# Does anyone here have Jacqueline Du Pre: Complete EMI Recordings?



## Albert7 (Nov 16, 2014)

Does anyone have this boxed set? I am a huge fan of hers and was just wondering whether anyone had it in their collection?


----------



## fjf (Nov 4, 2014)

I have it. It is a wonderful and passionate cello concertos and chamber music set.
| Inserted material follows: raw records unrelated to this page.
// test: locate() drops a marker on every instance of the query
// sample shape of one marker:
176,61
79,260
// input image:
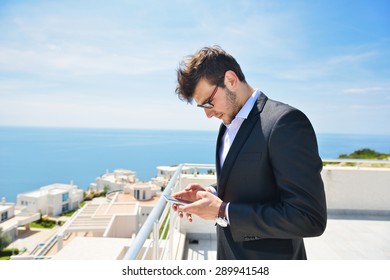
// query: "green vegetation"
362,154
365,154
44,222
6,254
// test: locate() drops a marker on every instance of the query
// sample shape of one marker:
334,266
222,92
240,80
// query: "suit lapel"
239,141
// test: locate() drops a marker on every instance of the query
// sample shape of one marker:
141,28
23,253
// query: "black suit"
271,177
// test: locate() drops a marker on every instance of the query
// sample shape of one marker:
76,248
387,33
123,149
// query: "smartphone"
176,200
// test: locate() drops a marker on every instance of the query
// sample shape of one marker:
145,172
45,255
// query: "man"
269,193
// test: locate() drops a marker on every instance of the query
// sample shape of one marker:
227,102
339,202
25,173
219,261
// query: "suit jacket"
271,177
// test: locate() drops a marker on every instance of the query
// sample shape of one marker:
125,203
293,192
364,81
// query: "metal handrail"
155,216
345,160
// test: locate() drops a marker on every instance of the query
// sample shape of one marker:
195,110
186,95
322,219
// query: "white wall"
353,188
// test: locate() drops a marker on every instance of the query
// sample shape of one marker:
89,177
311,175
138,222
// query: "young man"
269,193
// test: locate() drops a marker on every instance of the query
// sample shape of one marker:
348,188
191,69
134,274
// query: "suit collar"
239,141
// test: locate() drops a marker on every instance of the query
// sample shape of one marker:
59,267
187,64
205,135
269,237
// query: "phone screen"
176,200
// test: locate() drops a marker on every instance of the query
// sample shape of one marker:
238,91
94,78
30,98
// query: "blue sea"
35,157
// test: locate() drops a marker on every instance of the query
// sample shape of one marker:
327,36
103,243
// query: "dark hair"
210,63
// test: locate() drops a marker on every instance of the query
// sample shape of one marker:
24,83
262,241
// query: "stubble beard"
231,98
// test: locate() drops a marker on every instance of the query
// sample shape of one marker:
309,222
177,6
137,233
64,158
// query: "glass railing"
154,241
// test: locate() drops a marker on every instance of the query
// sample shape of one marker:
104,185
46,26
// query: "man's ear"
231,80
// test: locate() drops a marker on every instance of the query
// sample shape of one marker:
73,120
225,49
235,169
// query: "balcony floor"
346,238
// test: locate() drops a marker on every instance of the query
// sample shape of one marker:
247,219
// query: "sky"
112,64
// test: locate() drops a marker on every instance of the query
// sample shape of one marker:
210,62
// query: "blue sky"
112,63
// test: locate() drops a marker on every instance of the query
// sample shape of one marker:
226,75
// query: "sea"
32,157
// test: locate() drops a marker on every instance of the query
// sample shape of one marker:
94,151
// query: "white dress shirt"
231,132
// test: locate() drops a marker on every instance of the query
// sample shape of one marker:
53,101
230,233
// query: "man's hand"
190,193
206,206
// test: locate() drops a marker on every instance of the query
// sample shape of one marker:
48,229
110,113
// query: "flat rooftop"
358,237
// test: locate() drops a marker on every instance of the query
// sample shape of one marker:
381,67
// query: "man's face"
225,101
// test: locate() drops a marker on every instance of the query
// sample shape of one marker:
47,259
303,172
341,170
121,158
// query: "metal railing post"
155,240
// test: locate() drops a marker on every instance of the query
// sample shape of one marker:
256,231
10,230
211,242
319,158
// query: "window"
65,197
65,208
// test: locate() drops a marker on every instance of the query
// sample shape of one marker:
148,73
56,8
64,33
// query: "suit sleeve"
300,209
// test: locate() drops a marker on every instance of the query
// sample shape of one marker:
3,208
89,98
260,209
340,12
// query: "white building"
11,219
51,200
114,181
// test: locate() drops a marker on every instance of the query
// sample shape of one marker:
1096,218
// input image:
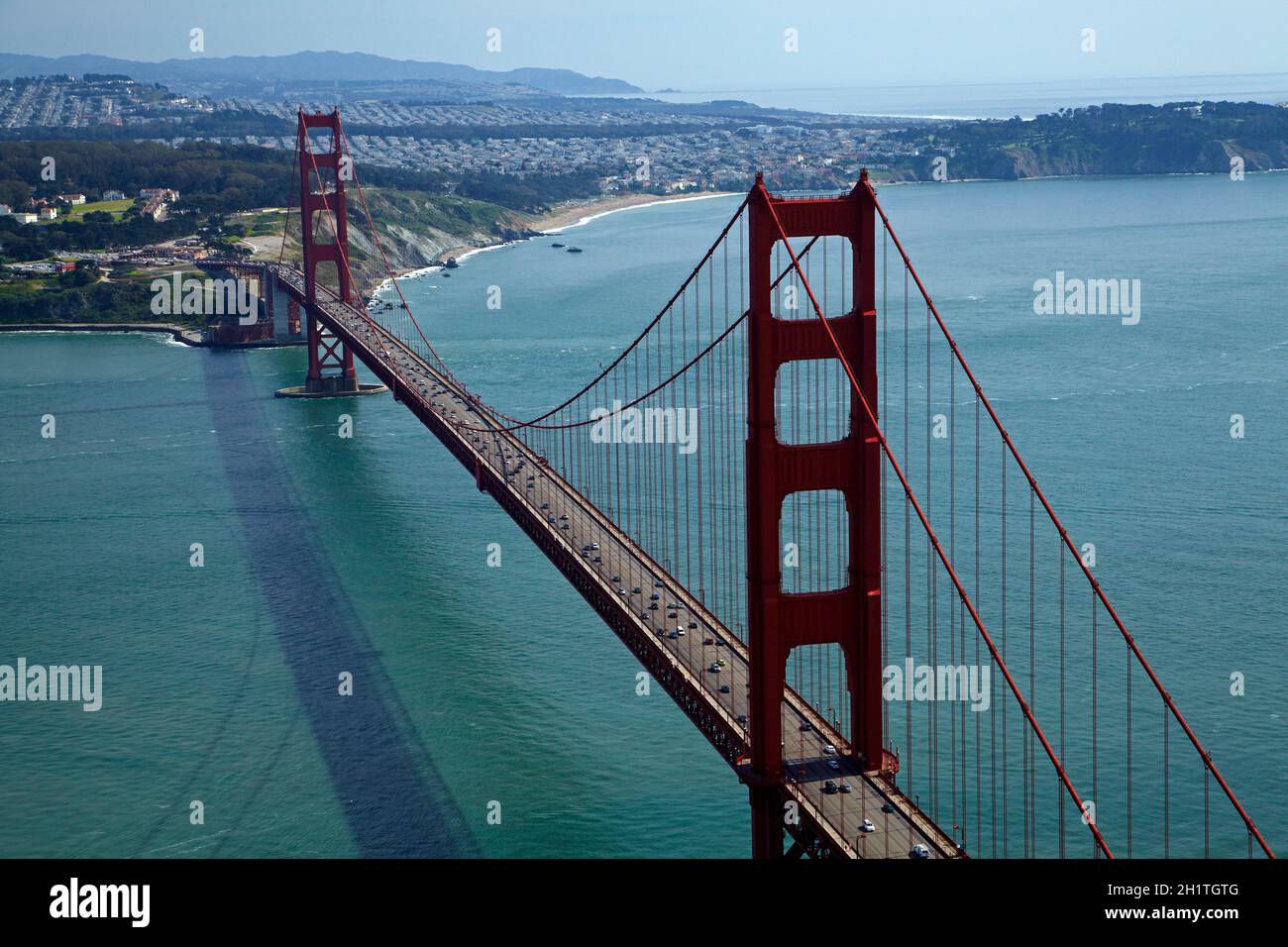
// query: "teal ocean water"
325,554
I really like her playing.


----------



## Albert7 (Nov 16, 2014)

Cool beans... I just procured the 2012 version of this box set which includes extra tracks that the 2007 version doesn't have.

According to John Fowler on his Amazon review:

"Either box is a worthy tribute to the great cellist, but there is a slight, though annoying, difference between them.
CD 17 of the 2012 box has one track that was not in the 2007 box:

[8] J.S.Bach Adagio & Allegro from Sonata in D for Cello & Harpsichord, BWV 1028 (4:35) with Ronald Kinloch Anderson playing harpsichord.

This was recorded in July, 1962 and was part of DuPre's first LP for EMI (an abum of encores with assorted accompanists).
EMI forgot to include it in the 2007 box."

Face plam EMI you should give people a free copy of that piece to everyone who bought the 2007 version.


----------